JUSTICE - L’ingénieur à la retraite qui accuse la FdJ de «tricherie organisée» comparaissait ce mercredi...
L'affaire avait fait grand bruit en 2006. Sortant du silence, après de longues années d'enquête, Robert Riblet, un ingénieur à la retraite, affirmait que les jeux de grattage de la Française des Jeux (FdJ) étaient une «
tricherie organisée».
Robert Riblet (ainsi que «20 Minutes» et le «JDD» qui ont
publié ses propos) comparaissait ce mercredi après-midi pour diffamation devant le tribunal de grande instance de Paris. Comme souvent dans ce genre d'affaires, le plaignant s'est retrouvé à la place de l'accusé, devant répondre des accusations du retraité.

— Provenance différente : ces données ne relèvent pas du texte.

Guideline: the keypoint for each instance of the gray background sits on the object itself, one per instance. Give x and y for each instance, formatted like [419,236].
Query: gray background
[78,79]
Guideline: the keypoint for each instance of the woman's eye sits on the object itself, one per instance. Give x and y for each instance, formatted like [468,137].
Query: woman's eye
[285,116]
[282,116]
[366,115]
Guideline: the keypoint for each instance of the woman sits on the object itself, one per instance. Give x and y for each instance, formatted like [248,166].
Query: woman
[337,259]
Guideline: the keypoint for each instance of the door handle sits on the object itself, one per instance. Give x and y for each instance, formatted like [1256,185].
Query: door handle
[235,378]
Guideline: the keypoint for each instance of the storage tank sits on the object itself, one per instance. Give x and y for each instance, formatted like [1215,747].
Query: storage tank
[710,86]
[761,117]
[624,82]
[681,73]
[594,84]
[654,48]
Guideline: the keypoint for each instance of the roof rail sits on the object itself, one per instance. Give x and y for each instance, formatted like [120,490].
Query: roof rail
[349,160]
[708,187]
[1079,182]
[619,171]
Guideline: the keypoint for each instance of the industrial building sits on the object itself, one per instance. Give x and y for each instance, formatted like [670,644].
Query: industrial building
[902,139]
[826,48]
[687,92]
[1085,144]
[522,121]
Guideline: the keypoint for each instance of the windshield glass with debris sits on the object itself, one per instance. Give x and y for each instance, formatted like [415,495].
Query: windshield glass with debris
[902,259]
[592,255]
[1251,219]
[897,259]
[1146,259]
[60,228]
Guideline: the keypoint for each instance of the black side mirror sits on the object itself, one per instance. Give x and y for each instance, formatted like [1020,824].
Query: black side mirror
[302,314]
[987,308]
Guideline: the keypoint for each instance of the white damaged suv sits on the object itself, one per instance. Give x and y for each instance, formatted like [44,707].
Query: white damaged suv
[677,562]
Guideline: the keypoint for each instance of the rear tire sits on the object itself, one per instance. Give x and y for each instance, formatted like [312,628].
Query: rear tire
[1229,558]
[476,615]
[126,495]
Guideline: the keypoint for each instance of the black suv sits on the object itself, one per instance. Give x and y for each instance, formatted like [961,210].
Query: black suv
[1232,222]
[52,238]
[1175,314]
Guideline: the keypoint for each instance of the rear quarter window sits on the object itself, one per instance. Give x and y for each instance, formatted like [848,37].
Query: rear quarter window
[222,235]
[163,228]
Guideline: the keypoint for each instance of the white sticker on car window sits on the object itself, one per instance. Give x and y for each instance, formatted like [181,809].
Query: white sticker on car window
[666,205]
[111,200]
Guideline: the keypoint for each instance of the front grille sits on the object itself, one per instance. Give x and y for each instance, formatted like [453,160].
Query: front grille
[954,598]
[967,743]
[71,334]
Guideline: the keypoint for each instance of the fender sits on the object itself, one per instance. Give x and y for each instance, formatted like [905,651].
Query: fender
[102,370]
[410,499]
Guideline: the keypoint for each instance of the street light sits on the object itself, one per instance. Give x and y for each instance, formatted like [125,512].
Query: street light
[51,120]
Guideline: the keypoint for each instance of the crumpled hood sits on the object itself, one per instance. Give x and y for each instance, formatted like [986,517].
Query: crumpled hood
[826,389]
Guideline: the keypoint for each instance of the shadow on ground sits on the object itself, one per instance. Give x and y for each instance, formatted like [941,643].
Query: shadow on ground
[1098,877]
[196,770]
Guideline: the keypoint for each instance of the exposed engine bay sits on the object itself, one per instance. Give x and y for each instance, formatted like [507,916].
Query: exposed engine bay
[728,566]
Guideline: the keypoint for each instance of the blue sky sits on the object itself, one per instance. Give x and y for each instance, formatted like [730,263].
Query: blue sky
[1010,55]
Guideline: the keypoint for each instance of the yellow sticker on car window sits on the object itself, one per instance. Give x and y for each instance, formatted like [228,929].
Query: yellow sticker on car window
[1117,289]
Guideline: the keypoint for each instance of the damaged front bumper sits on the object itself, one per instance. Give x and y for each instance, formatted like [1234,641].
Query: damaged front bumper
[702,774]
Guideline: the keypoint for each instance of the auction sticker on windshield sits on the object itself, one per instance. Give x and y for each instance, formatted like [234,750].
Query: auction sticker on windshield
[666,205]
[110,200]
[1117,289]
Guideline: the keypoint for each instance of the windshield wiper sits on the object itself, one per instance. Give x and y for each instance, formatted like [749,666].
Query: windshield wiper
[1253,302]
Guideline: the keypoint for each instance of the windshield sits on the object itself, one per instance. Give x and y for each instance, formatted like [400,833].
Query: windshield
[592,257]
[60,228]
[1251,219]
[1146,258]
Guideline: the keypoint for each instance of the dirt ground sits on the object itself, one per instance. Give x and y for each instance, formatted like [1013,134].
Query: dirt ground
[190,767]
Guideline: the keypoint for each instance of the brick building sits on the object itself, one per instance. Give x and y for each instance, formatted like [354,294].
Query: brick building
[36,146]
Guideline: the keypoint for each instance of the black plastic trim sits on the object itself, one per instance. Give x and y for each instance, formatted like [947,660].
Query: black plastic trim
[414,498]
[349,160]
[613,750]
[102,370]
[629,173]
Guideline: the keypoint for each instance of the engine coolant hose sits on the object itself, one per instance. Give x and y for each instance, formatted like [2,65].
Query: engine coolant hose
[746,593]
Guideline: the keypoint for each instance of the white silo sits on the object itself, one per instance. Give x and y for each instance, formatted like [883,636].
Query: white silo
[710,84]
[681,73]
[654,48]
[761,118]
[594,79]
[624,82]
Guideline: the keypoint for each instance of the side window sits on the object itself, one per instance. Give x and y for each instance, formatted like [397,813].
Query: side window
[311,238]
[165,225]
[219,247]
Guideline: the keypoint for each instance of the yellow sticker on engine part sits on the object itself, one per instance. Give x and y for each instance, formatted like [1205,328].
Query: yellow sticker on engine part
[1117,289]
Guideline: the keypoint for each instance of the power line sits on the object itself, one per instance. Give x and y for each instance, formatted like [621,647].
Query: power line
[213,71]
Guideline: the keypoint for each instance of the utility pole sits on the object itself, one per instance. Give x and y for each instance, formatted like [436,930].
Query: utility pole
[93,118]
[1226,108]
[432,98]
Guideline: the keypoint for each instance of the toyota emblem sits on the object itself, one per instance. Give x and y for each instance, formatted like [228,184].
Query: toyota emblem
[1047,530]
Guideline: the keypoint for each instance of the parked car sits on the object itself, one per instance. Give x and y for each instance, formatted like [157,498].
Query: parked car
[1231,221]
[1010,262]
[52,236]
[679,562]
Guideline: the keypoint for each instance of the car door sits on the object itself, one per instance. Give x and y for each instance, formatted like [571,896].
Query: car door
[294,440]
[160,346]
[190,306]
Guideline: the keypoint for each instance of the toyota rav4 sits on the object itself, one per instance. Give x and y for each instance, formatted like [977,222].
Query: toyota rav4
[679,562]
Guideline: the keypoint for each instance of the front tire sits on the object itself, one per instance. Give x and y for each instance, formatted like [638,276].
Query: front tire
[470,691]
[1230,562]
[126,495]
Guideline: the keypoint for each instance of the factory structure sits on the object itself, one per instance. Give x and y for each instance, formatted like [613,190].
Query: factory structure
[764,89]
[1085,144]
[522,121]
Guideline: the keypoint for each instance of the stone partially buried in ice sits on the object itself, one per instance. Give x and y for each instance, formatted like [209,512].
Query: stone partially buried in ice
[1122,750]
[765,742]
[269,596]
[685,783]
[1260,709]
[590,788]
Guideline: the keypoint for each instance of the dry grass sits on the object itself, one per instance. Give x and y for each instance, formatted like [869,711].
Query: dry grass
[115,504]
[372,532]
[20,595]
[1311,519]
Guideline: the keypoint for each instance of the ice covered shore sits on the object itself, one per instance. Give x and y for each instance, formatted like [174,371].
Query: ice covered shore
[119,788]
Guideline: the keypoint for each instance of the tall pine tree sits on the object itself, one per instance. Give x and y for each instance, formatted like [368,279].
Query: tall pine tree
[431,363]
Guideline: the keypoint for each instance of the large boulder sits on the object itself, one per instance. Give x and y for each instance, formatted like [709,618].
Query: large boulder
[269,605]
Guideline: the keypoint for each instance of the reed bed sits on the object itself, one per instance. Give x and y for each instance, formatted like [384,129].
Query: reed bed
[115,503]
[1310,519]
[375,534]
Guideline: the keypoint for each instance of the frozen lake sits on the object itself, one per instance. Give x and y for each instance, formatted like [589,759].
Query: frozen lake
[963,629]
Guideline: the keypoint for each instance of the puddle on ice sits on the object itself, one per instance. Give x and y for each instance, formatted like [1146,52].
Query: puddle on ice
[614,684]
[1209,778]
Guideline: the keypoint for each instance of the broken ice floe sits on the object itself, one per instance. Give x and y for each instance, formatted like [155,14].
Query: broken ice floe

Selon Robert Riblet, le hasard ne fait pas tout dans les jeux de grattage: dans chaque carnet de tickets (de 50 à 150 tickets) il y a un tiers de petits lots qui s'échelonnent de 1 à 10 euros, les deux tiers restant étant perdants.
«On élimine les situations extrêmes»
Et quand sort un «lot significatif», supérieur à 20 euros, il n'y en a qu'un seul. D'après Robert Riblet, cette faille permettrait à certains joueurs, aidés par leur buraliste, d'augmenter leurs chances de gains piochant davantage dans les livrets ayant déjà fourni le précieux ticket.
A la surprise générale, la Française des Jeux a reconnu que le hasard était «encadré»: «On élimine les situations extrêmes: l'absence totale de lots dans un carnet ou tous les lots dans un seul carnet», a déclaré le représentant de l'organisme.
Mieux vaut jouer chez les petits buralistes
Allant plus loin, il a expliqué que «les joueurs étaient sensibles à la fréquence des gains». Ainsi, selon son exemple, il ne faut pas qu'un petit buraliste de province se retrouve sans aucun gain, alors que dans le même temps un grand détaillant parisien multiplie les lots gagnants.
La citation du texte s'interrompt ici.